Pour pallier ces manques, les fintechs et mobile money sont de puissants leviers qui permettent aujourd’hui l’essor de nombreux secteurs économiques. L’e-shopping et les réseaux sociaux deviennent ainsi les vecteurs les plus importants pour booster la demande en matière de mode de luxe. Le développement des systèmes de transactions en ligne est tellement rapide que plusieurs États ont commencé à légiférer pour codifier et régler la concurrence. C’est le cas par exemple du Ghana, où le parlement a adopté une taxe de 1,75% appliquée à toutes les transactions supérieures à 12 euros. C’est également le cas au Cameroun, où une taxe de 0,2% perçue sur les opérations de mobile money à été approuvée le mois dernier, déchaînant une vague de protestations de la part des consommateurs.

Dans ce contexte, Birimian Ventures apporte son aide aux entrepreneurs africains de la mode et du luxe, par le biais d’un programme de mentorat et d’accompagnement stratégique et opérationnel des start-up, en tenant constamment compte du développement exponentiel des nouvelles méthodes de paiement et de la fintech.

Éviter que le savoir-faire africain profite aux grands groupes étrangers

Laureen Kouassi Olsson, femme d’affaires de grande renommée en Afrique, est à la tête de Birimian Ventures (Ferdi.fr)
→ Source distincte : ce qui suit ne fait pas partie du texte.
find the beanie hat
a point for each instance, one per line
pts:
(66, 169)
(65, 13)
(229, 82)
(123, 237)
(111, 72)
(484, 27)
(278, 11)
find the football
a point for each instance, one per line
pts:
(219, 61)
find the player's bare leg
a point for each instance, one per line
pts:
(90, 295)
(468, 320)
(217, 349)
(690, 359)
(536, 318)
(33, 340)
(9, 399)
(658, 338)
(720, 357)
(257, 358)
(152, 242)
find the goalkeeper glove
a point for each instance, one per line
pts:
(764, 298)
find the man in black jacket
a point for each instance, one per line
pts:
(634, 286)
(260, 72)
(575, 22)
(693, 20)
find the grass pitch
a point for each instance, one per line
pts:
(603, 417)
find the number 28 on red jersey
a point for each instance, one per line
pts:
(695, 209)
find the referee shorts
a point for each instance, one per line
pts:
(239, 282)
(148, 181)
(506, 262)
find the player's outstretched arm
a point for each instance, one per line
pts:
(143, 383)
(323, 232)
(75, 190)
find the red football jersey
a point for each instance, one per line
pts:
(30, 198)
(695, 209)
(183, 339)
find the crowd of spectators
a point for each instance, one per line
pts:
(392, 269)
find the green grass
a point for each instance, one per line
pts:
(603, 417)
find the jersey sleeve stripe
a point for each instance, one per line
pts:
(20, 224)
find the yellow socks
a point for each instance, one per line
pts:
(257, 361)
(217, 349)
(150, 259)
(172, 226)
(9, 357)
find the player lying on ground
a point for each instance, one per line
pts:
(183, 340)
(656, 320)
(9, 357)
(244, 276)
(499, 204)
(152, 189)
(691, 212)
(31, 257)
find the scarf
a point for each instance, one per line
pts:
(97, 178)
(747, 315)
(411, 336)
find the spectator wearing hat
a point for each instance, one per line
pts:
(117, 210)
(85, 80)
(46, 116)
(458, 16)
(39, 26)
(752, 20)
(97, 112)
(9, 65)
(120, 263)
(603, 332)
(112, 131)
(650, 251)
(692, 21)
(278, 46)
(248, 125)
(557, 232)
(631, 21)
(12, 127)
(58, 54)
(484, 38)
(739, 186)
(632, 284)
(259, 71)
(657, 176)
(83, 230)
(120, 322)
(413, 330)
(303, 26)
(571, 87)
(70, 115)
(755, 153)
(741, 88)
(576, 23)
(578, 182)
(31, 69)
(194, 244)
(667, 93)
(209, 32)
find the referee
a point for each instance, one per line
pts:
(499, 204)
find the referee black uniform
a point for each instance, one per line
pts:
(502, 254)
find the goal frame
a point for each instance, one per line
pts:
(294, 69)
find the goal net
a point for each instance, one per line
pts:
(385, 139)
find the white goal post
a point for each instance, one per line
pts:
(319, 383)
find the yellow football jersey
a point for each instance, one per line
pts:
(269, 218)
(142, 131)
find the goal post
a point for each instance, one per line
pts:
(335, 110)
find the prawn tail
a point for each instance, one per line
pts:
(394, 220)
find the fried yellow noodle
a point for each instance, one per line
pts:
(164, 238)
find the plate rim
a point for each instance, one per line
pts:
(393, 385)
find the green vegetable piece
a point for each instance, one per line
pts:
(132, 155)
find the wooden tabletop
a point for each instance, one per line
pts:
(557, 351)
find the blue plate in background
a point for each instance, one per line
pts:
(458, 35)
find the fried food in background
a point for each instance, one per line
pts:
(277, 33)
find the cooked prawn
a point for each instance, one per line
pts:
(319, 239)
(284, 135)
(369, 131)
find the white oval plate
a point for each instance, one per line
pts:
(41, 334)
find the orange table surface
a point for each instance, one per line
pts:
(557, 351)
Le nom de Birimian, adopté par sa fondatrice, est d’ailleurs riche de sens. Il vient de la région de l’Afrique de l’Ouest célèbre pour ses mines d’or et ses pierres précieuses. C’est de là que sont extraits un grand nombre de diamants. Malgré le fait que la moitié de la production mondiale provienne d’Afrique, les revenus qui découlent de l’activité des pierres précieuses pour les Africains sont très faibles. Laureen Kouassi Olsson ne souhaite pas que le même sort touche les nouvelles entreprises liées à la mode et au luxe qui se. Une multitude de talents, de créativité et de savoir-faire qui aurait pu encore une fois devenir l’objet d’investissements étrangers, décuplant les profits en écartant l’économie locale, pénalisée par le manque d’accès au capital, par les limites des réseaux de distribution et par la faiblesse dans l’organisation productive.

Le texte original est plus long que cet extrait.